We are in uncharted territory, as the coronavirus is strengthening its global dominance. For those who have gone to a ski resort or even live in one, we can only see how many ski resorts are closing and stop turning over their lifts. Fortunately, in an effort to achieve something positive, there are still some sports activities that we can enjoy – while maintaining a certain social distance and without exposing ourselves to risks. Here are 3 outdoor activities that we can still enjoy in a closed ski resort.

1. Ski touring

For those who have experience in the avalanche zone and / or the opportunity to hire a guide, skiing or snowboarding in the backcountry is an excellent alternative to horseback riding at the resort. Not only is it a great workout and a great way to experience nature, but it also happens without elevator lines, community gondolas or cable cars – and without other people together. No body contact with your fellow adventurers is required, and you can enjoy backcountry tours for a whole day without being in confined spaces or confined spaces! In addition to the coronavirus, it is a great experience, which often offers great snow conditions and the total tranquility of the mountains.

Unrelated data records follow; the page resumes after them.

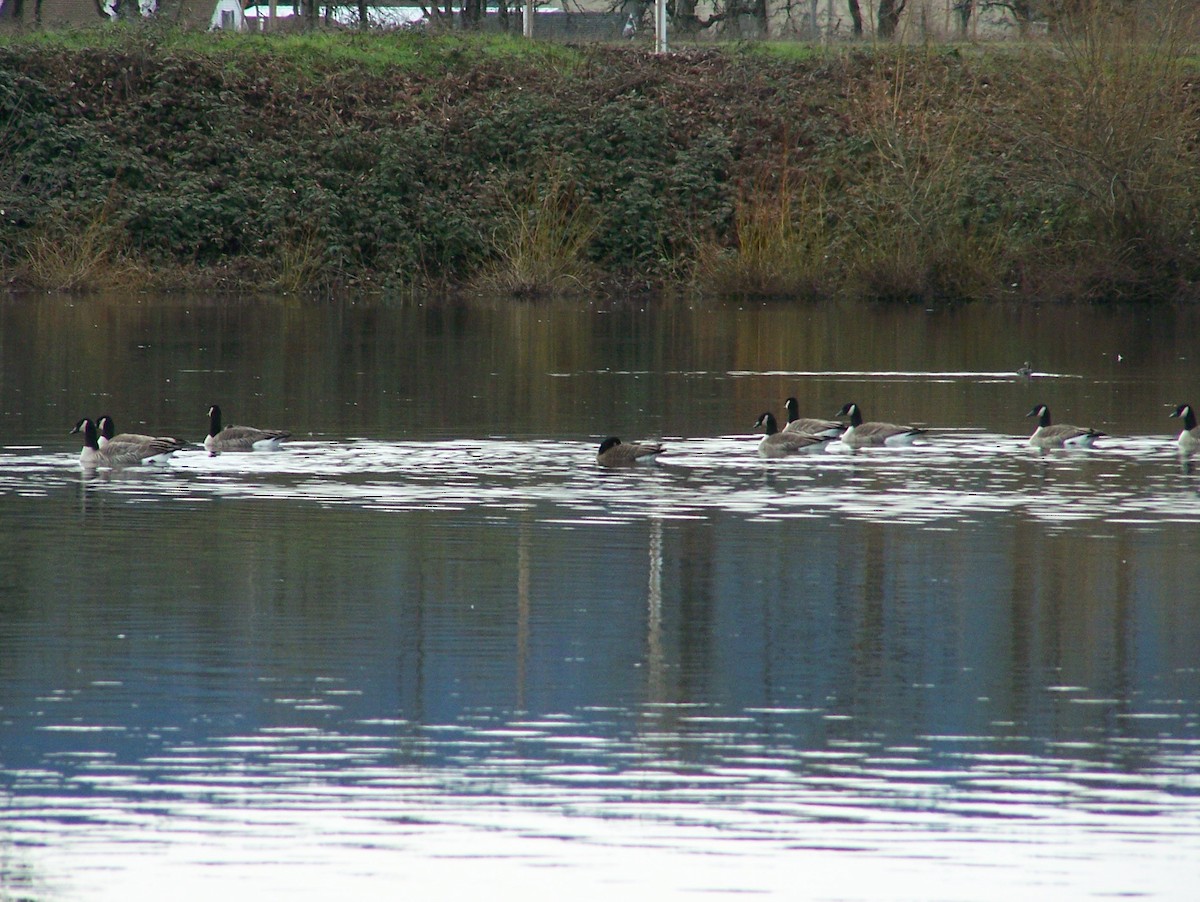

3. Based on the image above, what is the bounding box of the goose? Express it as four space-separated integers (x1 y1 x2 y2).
1026 404 1104 450
754 413 833 457
1168 404 1200 455
838 401 925 447
596 435 664 467
204 404 292 455
96 414 187 451
71 417 178 468
784 398 846 439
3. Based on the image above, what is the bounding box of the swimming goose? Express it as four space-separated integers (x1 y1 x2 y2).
784 398 846 439
754 414 832 457
838 401 925 447
71 419 176 468
1168 404 1200 455
96 414 187 451
204 404 292 453
1026 404 1104 450
596 435 662 467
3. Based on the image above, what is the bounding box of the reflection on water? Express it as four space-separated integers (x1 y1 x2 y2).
0 302 1200 900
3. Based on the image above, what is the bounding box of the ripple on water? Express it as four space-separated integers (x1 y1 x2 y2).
0 432 1200 529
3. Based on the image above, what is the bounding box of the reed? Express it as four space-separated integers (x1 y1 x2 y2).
1020 0 1200 299
18 211 152 291
841 47 1012 301
474 164 599 296
694 169 833 299
272 229 330 294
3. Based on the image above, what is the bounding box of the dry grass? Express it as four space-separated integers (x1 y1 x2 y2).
695 175 832 299
18 211 152 291
475 167 599 296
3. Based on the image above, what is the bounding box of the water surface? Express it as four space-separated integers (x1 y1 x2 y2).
0 299 1200 900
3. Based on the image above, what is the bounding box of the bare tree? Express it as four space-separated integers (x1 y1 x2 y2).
850 0 863 37
876 0 908 37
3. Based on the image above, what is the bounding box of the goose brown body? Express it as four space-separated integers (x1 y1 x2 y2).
204 404 292 453
596 435 664 467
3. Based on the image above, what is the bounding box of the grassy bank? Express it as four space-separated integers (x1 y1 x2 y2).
0 25 1200 301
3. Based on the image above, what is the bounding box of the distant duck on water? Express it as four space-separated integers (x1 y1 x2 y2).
754 413 830 457
1168 404 1200 456
71 417 180 469
838 402 925 447
96 414 187 451
1026 404 1105 451
784 398 846 439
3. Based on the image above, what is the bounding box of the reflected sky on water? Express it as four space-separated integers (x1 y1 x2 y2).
0 299 1200 900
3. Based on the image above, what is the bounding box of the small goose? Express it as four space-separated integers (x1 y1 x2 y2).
204 404 292 455
596 435 664 467
784 398 846 439
754 414 832 457
71 419 178 468
1168 404 1200 455
96 414 187 451
838 401 925 447
1026 404 1104 451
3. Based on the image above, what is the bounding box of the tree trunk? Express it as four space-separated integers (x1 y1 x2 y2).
850 0 863 37
462 0 485 31
877 0 908 37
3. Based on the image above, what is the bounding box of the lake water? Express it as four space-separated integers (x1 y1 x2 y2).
0 297 1200 902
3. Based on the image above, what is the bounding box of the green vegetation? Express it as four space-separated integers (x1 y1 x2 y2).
0 19 1200 301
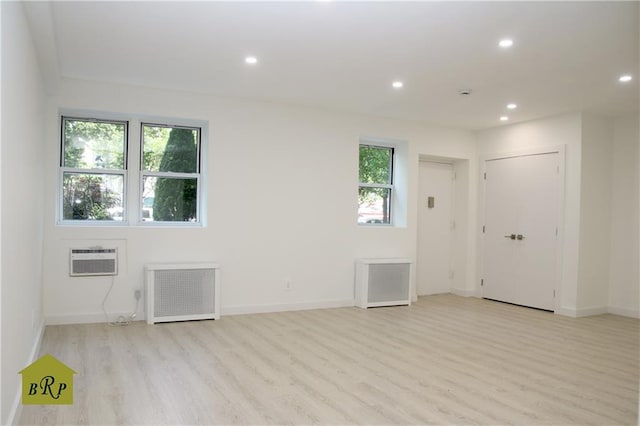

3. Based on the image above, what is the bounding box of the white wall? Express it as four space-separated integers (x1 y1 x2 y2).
577 114 613 315
477 113 582 315
0 2 44 424
477 113 640 316
43 80 475 323
608 116 640 317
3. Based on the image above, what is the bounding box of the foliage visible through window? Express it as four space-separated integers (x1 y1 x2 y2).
358 145 393 224
61 117 127 221
141 124 200 222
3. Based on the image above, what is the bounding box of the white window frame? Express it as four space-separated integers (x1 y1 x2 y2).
57 114 130 226
137 121 203 226
56 109 209 228
358 138 397 227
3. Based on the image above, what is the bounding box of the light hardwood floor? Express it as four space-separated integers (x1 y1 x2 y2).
21 295 640 425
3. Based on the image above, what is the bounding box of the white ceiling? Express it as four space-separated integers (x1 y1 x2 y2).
25 1 640 129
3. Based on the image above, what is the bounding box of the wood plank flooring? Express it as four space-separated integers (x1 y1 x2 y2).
20 295 640 425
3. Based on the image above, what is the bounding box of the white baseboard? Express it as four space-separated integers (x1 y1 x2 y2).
221 299 355 316
451 288 478 297
8 320 45 425
553 308 578 318
576 306 609 318
607 306 640 319
45 312 144 325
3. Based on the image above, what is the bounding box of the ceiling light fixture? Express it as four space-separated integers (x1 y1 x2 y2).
498 38 513 47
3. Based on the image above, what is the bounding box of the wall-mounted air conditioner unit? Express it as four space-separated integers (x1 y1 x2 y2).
355 259 411 308
145 263 220 324
69 247 118 277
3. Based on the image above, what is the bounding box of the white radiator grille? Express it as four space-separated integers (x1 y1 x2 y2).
146 264 220 323
367 263 411 303
355 259 411 308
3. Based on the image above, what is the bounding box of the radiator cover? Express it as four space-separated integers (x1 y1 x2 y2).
355 259 412 308
145 263 220 324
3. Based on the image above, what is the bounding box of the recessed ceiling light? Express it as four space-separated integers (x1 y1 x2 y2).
498 38 513 47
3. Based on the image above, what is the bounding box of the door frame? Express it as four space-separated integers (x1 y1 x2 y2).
415 158 457 297
477 145 566 313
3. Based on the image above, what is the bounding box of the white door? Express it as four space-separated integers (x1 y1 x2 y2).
416 162 453 296
482 153 560 310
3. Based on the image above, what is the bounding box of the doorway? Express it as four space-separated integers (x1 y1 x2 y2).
482 152 561 311
416 161 454 296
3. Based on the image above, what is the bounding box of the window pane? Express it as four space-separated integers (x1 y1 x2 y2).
142 124 200 173
358 187 391 223
62 173 124 220
142 176 198 222
63 118 127 170
359 145 393 185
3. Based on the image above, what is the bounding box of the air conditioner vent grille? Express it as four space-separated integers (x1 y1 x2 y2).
69 248 118 277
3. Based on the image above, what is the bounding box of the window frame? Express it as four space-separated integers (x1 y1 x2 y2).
357 139 397 227
55 108 209 228
137 120 203 226
57 114 130 226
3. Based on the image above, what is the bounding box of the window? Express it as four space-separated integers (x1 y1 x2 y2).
61 117 128 221
358 144 394 225
58 117 203 225
141 123 200 222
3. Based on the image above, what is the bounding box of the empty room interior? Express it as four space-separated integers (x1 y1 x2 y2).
0 0 640 425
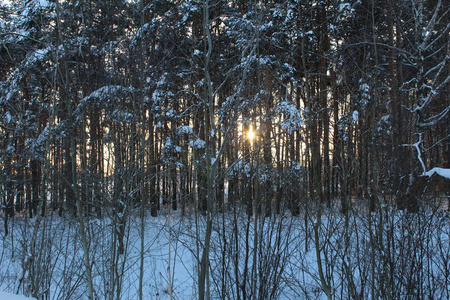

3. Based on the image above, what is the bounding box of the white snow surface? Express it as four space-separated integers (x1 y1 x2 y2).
0 292 34 300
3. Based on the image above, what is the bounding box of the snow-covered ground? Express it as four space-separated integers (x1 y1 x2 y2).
0 203 450 300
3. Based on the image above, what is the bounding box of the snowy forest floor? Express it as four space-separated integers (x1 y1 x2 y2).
0 198 450 300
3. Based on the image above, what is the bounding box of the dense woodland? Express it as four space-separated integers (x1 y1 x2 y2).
0 0 450 300
0 0 450 218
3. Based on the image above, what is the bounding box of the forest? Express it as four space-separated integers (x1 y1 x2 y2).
0 0 450 300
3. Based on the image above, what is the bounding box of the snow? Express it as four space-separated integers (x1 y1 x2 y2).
423 167 450 179
0 205 450 300
0 292 34 300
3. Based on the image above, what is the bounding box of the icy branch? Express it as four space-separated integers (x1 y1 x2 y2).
423 167 450 179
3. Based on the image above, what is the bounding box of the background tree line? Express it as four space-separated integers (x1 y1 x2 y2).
0 0 450 224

As with all backcountry outings, make sure you have the skills and experience to be in the avalanche zone or, if in doubt, hire a guide.

2. Snows hoeing

Snowshoeing is an incredibly underestimated time, another opportunity to plunge into the mountains, and does not require close contact with other people. The design of snowshoes allows access to areas that ordinary shoes do not provide, thus maximizing the landscape, tranquility or the element of body activity. As an additional incentive, snowshoeing does not require any special skills, training or previous knowledge – so it is a good option for families, groups or individuals of any age and fitness level. As with ski touring, nothing prevents you from enjoying a picnic and sitting in the fresh mountain air for a while! Be careful with your route and avoid larger terrain that is more prone to avalanches. For many years, snowshoeing has been in the shadow of skiing and snowboarding – maybe it’s time to return?

3. Snow biking

Snowbiking is exactly what it sounds like and can be climbed from entry level to advanced level of difficulty. For those who have not tried it yet, start by riding on flat, flat terrain and ride like a regular bike. Once you feel like it and have familiarized yourself with the thicker tires and the deeper tread, you can add ups and downs to your ride. This is a great way to explore the surrounding area while avoiding public transport and major passing roads. For those with experience, you can tackle some of the closed ski slopes (if allowed) with rigorous piste training and an adrenaline-filled adventure. Other checkboxes for social security, fresh air and good training, the skills needed for snow biking are not much different from regular cycling – which makes it affordable for most people.